Oggi, a due anni di distanza, la Straffi, afferma che «derogando al dovere di riserbo che mi ero imposta di tenere su questa vicenda tragica considero necessario segnalare la falsità di talune affermazioni, a cominciare dai riferimenti a un colloquio urgente con l’agente Trovato Mazza mai avvenuto e a denunce della stessa mai prese in considerazione». La Straffi sostiene infatti di avere avuto un colloquio con Sissy il 30 settembre del 2016, durante il quale «parlò di dichiarazioni confidenziali raccolte da alcune detenute e che riguardavano esclusivamente un comportamento gravemente scorretto di un’agente nei confronti di una detenuta», e che successivamente ascoltò le detenute che Sissy aveva indicato nelle dichiarazioni. «Dichiarazioni – scrive – che inviai all’organo preposto ad un eventuale avvio di procedimento disciplinare.
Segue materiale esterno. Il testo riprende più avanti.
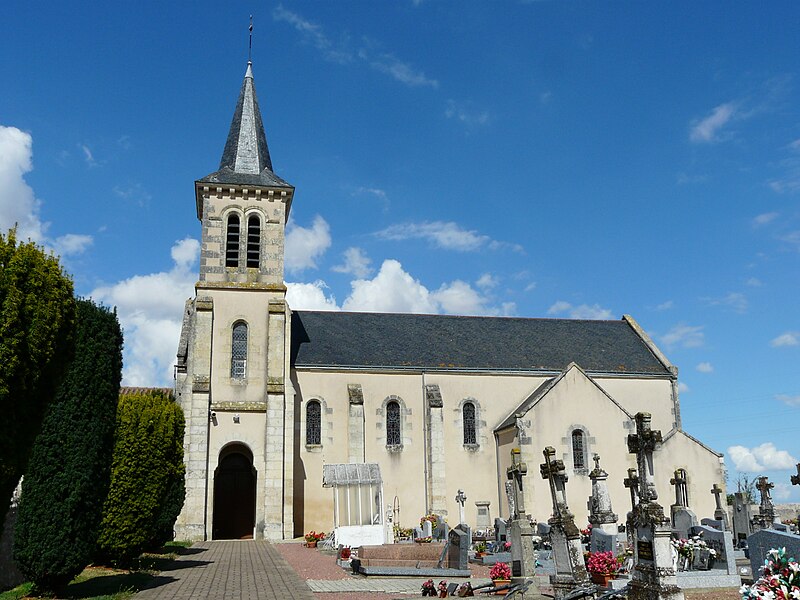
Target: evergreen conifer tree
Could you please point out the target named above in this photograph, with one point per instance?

Mai, in nessuna circostanza, l’agente Trovato Mazza mi riferì di scambi di stupefacenti all’interno dell’Istituto». Circa la dichiarazione di una detenuta, secondo la quale la droga entrava in carcere attraverso lenzuola e tovaglie, l’ex direttrice afferma che nella lavanderia «era sempre presente un’agente con il compito esclusivo di ispezionare tutta la biancheria», eseguendo «perquisizioni periodiche anche con l’ausilio di cani antidroga. Inoltre le detenute tossicodipendenti venivano sottoposte assiduamente ad esami tossicologici».
Circa i festini a base di sesso, la Straffi sostiene che «si è trattato in realtà di una bottiglia di vino e due lattine di birra consumati da due agenti insieme a più detenute. Si badi che il fatto risale al 2014 e le agenti penitenziarie ed il portinaio coinvolti sono stati puniti in via disciplinare. Nell’occasione, non fu l’agente Trovato Mazza a compiere la segnalazione». Per la Straffi è falsa pure la notizia secondo cui il Pc di Sissy sia stato trattenuto in carcere, sostenendo di non averlo mai visto. A queste dichiarazioni, la famiglia di Sissy ha fatto sapere che intenderà rispondere nei prossimi giorni.